The year 1904 in radio involved some significant events.

==Events==
- 7 January (with effect from 1 February) - The Marconi Company establishes "CQD" as one of the first international maritime radio distress signals.
- 24 May - The United States Patent Office awards Marconi a patent for a "Wireless signaling system".
- 11 October - Brazilian priest and researcher Roberto Landell de Moura is awarded a patent by the United States Patent Office for a "Wave-transmitter".
- 16 November - English electrical engineer John Ambrose Fleming, working for Marconi, is awarded a United States patent for the Fleming valve, the first thermionic vacuum tube, a two-electrode diode, which he calls the oscillation valve.

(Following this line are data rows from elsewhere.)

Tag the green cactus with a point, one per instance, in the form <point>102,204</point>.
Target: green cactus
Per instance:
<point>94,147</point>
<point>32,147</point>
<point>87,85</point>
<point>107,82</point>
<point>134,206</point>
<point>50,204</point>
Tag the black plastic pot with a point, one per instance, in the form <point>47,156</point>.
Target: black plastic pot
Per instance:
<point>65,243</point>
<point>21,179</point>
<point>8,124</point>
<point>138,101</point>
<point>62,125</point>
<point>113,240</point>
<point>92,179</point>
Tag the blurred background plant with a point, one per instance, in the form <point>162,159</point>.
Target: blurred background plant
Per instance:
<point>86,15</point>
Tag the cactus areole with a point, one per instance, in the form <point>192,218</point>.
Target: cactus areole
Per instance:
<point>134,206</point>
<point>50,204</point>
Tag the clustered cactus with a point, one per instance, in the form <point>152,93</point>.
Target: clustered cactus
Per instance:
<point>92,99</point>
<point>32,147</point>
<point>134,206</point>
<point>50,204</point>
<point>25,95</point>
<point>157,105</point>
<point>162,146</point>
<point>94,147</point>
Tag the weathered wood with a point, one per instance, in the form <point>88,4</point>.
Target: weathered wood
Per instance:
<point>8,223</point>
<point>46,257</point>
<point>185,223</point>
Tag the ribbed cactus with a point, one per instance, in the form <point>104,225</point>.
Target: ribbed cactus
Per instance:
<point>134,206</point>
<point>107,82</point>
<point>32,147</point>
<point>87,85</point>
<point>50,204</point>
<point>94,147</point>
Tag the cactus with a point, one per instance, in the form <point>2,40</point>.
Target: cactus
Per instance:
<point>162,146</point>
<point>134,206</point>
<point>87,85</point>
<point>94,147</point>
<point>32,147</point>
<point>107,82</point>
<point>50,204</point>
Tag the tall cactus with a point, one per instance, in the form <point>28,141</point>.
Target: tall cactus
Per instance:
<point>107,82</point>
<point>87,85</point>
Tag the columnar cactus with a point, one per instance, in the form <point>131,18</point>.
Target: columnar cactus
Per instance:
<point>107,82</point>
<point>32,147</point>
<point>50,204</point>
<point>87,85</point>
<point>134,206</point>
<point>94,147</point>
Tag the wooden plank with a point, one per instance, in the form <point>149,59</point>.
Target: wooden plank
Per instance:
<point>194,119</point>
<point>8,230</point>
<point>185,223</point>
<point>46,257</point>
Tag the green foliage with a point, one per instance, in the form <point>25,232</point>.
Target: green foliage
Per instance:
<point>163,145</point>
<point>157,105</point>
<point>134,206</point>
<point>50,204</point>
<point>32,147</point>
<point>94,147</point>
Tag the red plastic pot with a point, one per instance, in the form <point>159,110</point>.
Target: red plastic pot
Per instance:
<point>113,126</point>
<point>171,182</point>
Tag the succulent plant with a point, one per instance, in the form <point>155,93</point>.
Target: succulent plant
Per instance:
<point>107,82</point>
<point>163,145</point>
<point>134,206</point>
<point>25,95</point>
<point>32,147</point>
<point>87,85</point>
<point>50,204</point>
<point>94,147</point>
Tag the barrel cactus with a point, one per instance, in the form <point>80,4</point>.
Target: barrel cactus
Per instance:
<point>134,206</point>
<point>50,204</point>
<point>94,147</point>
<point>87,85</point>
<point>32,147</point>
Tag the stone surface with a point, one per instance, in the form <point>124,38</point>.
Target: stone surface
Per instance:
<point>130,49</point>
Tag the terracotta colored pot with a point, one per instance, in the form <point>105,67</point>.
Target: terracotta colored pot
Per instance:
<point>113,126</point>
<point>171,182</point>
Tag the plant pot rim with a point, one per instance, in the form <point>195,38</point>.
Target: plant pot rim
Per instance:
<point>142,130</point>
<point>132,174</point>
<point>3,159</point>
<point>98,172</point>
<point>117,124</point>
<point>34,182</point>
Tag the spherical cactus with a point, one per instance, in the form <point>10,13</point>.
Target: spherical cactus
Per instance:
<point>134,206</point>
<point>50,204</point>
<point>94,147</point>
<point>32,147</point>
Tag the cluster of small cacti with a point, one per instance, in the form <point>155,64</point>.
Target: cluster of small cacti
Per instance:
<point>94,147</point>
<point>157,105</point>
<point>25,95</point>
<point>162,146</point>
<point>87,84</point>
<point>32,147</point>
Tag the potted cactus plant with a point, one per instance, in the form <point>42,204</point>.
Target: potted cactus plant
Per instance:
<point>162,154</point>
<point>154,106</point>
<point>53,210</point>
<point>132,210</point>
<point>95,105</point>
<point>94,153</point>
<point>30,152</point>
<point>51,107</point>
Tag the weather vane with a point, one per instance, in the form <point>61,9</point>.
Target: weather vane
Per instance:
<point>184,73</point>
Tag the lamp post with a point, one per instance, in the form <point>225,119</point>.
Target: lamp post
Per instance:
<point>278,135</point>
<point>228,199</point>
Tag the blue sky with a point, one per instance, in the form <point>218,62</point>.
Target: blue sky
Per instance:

- First radio transmission of music, at Graz, Austria.

==Births==
- 5 January - Anona Winn, Australian-born British broadcasting personality (d. 1994)
- 15 January - Charles Hill, British physician, medical and broadcast executive, politician and "The Radio Doctor" (d. 1989)
- 23 February - William L. Shirer, American war correspondent (d. 1993)
- 8 May - John Snagge, English radio newsreader (d. 1996)
- 24 May - Sefton Delmer, German-born British propaganda radio broadcaster (d. 1979)
- 14 August - Lindley Fraser, Scottish-born academic economist and broadcaster (d. 1963)
- 27 October - Les Mitchel, American radio and film producer, director and actor (d. 1975)
- 24 November - Pegeen Fitzgerald, American radio talk-show host (both alone and with her husband, Ed) on WOR and WJZ in New York City and Norcatur, Kansas (d. 1989)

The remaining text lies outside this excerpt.